In a big news week, we still had time to get upset about lions and Wiggles.
The Wiggles received death threats! Think about that – the Wiggles received death threats! I appreciate many are upset about the Wiggles taking emergency spots in managed isolation but it’s not the performers fault - management organising the tour didn’t get sorted earlier.
Nor should the cast of The Lion King become targets of our frustration at the government’s unpredictable immigration policy.
In both cases the cast and crew applied for border exemptions through the other critical worker category, and the government approved them.
So rather than vilifying a radical retelling of William Shakespeare’s Hamlet, maybe it’s time for the government to communicate more clearly what it’s priorities are when it comes to critical workers, and how managed isolation is allocated to the different categories of people wanting to enter New Zealand.
I understand why families unable to reunite, industries desperate for migrant workers, and New Zealander’s still trying to get home, find the decision to let in so many members of The Lion King hugely disappointing and perplexing.
In the last day or so we’ve heard from skilled migrant workers planning on leaving New Zealand after being separated from their families for a year, with no sign of when they would be able to join them.
But I was surprised to learn this week, that not as many people as I imagined had been let into New Zealand under the critical worker category.
This week Immigration NZ said that since 20th March 2020, 159,546 people entered New Zealand. Just under 124,000 were citizens and permanent residents, 35,612 were allowed in as temporary or non-permanent resident visa holders – including 11,036 critical workers.
Out of those critical workers, roughly one third were health workers, and the rest came from various industries – including the entertainment industry.
It would be fascinating to see all the applications for border exemptions under the critical workers category. Each of us would have a different set of priorities as to who we would be happy to allow entry into New Zealand - depending on our taste, interests and professions.
But I think we’d all agree, we need to be paying more attention to our existing industries crying out for workers in order to survive.
And that’s why 126 cast and crew feels like a lot.

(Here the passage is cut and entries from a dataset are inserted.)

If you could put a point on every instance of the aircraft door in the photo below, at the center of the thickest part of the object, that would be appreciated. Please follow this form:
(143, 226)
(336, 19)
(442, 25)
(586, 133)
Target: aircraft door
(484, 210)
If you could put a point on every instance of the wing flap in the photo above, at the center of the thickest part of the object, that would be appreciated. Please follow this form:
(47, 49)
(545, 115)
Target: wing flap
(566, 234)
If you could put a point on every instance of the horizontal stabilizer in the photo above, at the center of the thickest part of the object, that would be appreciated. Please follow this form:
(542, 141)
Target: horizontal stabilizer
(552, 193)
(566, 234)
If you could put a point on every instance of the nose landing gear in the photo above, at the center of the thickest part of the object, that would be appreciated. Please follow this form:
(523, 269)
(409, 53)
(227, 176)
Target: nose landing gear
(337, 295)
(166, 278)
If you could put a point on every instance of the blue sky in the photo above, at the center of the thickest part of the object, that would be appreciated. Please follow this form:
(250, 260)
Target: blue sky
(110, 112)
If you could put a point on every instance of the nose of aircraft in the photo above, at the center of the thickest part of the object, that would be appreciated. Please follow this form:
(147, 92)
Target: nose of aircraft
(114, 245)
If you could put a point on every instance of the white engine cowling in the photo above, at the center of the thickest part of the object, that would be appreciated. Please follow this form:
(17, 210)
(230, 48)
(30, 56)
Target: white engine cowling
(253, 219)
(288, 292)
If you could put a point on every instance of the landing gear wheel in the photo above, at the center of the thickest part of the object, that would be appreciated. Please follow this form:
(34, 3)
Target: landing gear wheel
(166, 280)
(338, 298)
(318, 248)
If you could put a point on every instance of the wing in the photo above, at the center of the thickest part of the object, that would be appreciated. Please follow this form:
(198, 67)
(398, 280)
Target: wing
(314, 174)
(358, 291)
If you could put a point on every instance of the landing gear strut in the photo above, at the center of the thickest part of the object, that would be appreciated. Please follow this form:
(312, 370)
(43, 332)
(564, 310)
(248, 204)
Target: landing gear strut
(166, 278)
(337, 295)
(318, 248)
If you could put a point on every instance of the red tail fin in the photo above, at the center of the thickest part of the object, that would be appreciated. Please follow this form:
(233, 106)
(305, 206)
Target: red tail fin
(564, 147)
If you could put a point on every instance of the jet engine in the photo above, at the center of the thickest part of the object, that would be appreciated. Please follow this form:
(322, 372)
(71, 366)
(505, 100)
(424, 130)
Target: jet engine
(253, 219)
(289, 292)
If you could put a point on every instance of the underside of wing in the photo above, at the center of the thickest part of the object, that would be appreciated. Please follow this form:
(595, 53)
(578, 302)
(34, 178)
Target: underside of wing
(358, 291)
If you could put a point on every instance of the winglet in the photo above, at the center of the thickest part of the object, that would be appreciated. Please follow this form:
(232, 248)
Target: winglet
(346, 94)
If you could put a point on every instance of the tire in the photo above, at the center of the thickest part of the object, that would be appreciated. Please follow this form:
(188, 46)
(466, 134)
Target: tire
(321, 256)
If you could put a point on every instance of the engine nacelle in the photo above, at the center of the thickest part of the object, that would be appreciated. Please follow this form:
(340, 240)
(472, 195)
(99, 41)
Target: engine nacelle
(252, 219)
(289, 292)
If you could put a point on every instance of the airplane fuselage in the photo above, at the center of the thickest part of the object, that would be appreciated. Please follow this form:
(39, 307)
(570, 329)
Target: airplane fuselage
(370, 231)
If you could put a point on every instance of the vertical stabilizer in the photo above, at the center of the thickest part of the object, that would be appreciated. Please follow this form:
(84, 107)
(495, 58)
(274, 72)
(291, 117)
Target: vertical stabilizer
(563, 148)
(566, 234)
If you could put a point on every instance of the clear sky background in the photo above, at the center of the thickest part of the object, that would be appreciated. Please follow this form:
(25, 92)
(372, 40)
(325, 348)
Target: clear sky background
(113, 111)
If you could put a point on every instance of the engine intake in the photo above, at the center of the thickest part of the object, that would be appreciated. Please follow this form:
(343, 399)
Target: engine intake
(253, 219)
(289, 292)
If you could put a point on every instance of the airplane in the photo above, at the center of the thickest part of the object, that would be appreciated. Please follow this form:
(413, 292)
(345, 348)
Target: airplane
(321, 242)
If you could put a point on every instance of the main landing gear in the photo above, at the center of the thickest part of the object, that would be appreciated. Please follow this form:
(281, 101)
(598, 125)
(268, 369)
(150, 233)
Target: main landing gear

Surely in this multicultural nation, with its booming and busy entertainment industry, we could have found a few more than five young local performers to join the cast and crew? Equally, I’m sure some of them would be happy to stick with the production where ever it ends up.
Lack of local opportunities aside though, there are benefits worth mentioning; 300 locals will be employed to stage the show, and it will help fill our hotels, our restaurants and bars. It will provide locals with an incentive to head into the CBD, and it gives us something to look forward to - if musicals are your thing.

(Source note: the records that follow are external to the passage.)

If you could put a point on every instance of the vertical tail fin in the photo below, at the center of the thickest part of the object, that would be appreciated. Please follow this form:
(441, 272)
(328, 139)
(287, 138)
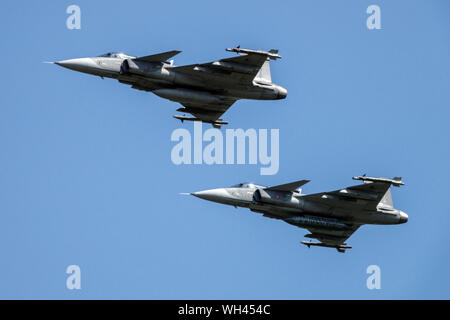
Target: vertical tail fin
(386, 201)
(263, 74)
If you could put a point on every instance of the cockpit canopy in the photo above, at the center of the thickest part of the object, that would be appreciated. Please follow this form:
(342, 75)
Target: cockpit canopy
(248, 185)
(116, 55)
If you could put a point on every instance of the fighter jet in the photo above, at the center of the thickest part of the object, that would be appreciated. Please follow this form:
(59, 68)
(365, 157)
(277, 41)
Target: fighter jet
(330, 217)
(205, 90)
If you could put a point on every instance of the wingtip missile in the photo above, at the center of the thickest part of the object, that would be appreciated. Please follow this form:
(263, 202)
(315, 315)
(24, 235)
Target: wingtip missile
(272, 53)
(396, 181)
(216, 124)
(339, 247)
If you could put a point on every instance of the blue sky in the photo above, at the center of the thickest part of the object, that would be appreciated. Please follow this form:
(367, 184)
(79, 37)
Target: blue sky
(86, 176)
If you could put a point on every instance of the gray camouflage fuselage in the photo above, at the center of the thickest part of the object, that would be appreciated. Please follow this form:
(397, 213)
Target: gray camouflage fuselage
(160, 79)
(284, 205)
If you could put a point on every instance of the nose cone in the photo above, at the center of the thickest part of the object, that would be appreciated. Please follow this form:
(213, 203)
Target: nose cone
(81, 64)
(216, 195)
(403, 217)
(282, 93)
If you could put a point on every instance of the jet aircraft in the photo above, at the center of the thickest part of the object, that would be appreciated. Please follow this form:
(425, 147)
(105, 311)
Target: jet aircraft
(330, 217)
(205, 90)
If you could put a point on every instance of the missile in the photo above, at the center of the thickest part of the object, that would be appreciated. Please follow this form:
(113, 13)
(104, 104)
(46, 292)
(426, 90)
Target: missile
(272, 54)
(187, 95)
(216, 124)
(396, 181)
(339, 247)
(310, 221)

It’s not a perfect scenario, but I don’t think many of the 40,000 people who crowded into Auckland’s viaduct on Wednesday night to celebrate Team New Zealand successfully defending the Americas Cup were terribly concerned the event had only taken place because participants had been granted an exemption as critical workers to be in the country.
It would be great to see the government looking at the areas so desperately in need of migrant workers and come up with a more pro-active strategy to get them into the country, and more effort go into reuniting families who have been separated for far too long now. Immigration processes seem to be sitting still instead of adapting and improving.
Perhaps one part of it will be the trans-Tasman bubble – hopefully this will ease some demand for MIQ spots, giving the government some breathing room to finesse the system.